Lamar Booe offered his passport. It too was false. It identified him as an Englishman. If Lamar spoke softly, his twangy American accent would not betray him.

Lamar answered the questions in a dull monosyllabic tone and Rashid nodded. It was working. The man was so broken that he would do whatever Rashid asked-even without prompting.

The passport was stamped with a bang and Lamar joined Rashid. They walked from the airport and took a cab to a certain hotel. Within an hour, two Iranians were knocking at the door.

"Is this the dog?" asked one in a hard voice.

"Yes. Pitiful, is he not?"

"Yes," said the Iranian. He turned his attention back to Rashid. "We have a car waiting for you. Driving across the border will be easy. The guards look for drugs and contraband. Be certain you have no weapons with you. You will pass easily. The others are grouping at the rendezvous point."

"You have a map to the place of this false kafif Sluggard?"

"Ari. Here. And American money. More than you will need. Also there is a picture. You will need it if you are to locate him personally. He often moves with an entourage."

"I may not need it," said Rashid Shiraz.

"Your task is to abduct him and bring him to us. If this is impossible, you may kill him so long as you do it painfully."

"I know this. But this one will see that I am brought before Sluggard."

"How do you know he will not betray you?"

"Because he hates Sluggard more than we do," said Rashid Shiraz. And to prove his point, he extracted the photograph of the Reverend Eldon Sluggard from the folder and, after glancing at it briefly, placed it in Lamar Booe's empty, trembling hands.

"Is this the devil who betrayed you?" Rashid demanded.

"Aaahh!" said Lamar Booe, squeezing the photograph into a crumpled shape. Then, making little mewling sounds of pain, he tore the photograph first into big pieces, then into small pieces. He stopped only when the remaining pieces were so small his fingers could not grip them for further destruction.
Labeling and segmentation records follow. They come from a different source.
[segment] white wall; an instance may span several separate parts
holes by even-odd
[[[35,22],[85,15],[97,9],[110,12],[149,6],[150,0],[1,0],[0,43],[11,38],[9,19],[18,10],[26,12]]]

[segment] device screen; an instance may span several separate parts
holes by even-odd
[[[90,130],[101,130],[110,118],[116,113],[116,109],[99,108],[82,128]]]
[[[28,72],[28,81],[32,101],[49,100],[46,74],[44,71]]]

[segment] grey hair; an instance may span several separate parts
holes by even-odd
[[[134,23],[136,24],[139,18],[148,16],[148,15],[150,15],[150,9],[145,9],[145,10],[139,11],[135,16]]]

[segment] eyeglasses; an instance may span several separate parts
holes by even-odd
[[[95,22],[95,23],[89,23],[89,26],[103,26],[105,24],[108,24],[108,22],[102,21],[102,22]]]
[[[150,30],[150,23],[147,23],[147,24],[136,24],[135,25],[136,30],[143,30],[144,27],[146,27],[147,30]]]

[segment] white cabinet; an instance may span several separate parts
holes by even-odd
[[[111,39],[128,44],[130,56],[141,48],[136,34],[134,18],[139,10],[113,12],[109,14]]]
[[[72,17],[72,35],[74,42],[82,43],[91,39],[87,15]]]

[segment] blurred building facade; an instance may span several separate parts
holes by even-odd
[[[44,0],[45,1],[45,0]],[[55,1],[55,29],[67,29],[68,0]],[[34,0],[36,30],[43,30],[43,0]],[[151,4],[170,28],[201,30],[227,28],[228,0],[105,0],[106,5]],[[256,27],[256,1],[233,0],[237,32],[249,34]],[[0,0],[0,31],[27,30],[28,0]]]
His lips moved. The words were barely audible. Lamar Booe was whispering "Marg bar Sluggard" over and over in poor Farsi.

Chapter 17

Remo put his head in through the half-open door. "Have you seen Victoria?" he asked.

"Too often," Chiun replied sourly.

"The same to you. If you do see her, tell her I'm looking for her."

"Why?" asked Chiun. He was seated on a tatami mat in his stateroom aboard the Reverend Eldon Sluggard's yacht, the Mary Magdalene. He was boiling water in a brass bowl suspended over a tiny wood stove. It was his personal rice-making set, used when the Master was not in civilization. It had arrived within the green-gold lacquered trunk only a few hours ago, shipped by Harold Smith from Folcroft Sanitarium to a series of relay points and finally to the Eldon Sluggard World Ministries.

"Because I asked you," Remo said quietly. His tone was not peevish, nor was it demanding. It was, if anything, troubled.

"That is not the why," said Chiun, spooning brown rice grains out of a glazed celadon container in the shape of a bear. "The why is why do you want to see her? Not the other why."

"Because I do."

"I see. And has it anything to do with the troubled tone I detect in your voice?"

"How do you know I'm troubled?"

"Because you are. It is self-evident."

"Yeah?" Remo shifted on his feet. "Well, I thought she could explain something to me."

Chiun turned suddenly, a wooden ladle of rice poised over the happily bubbling water.

"Oh? Do you think that woman can explain what troubles you better than I?"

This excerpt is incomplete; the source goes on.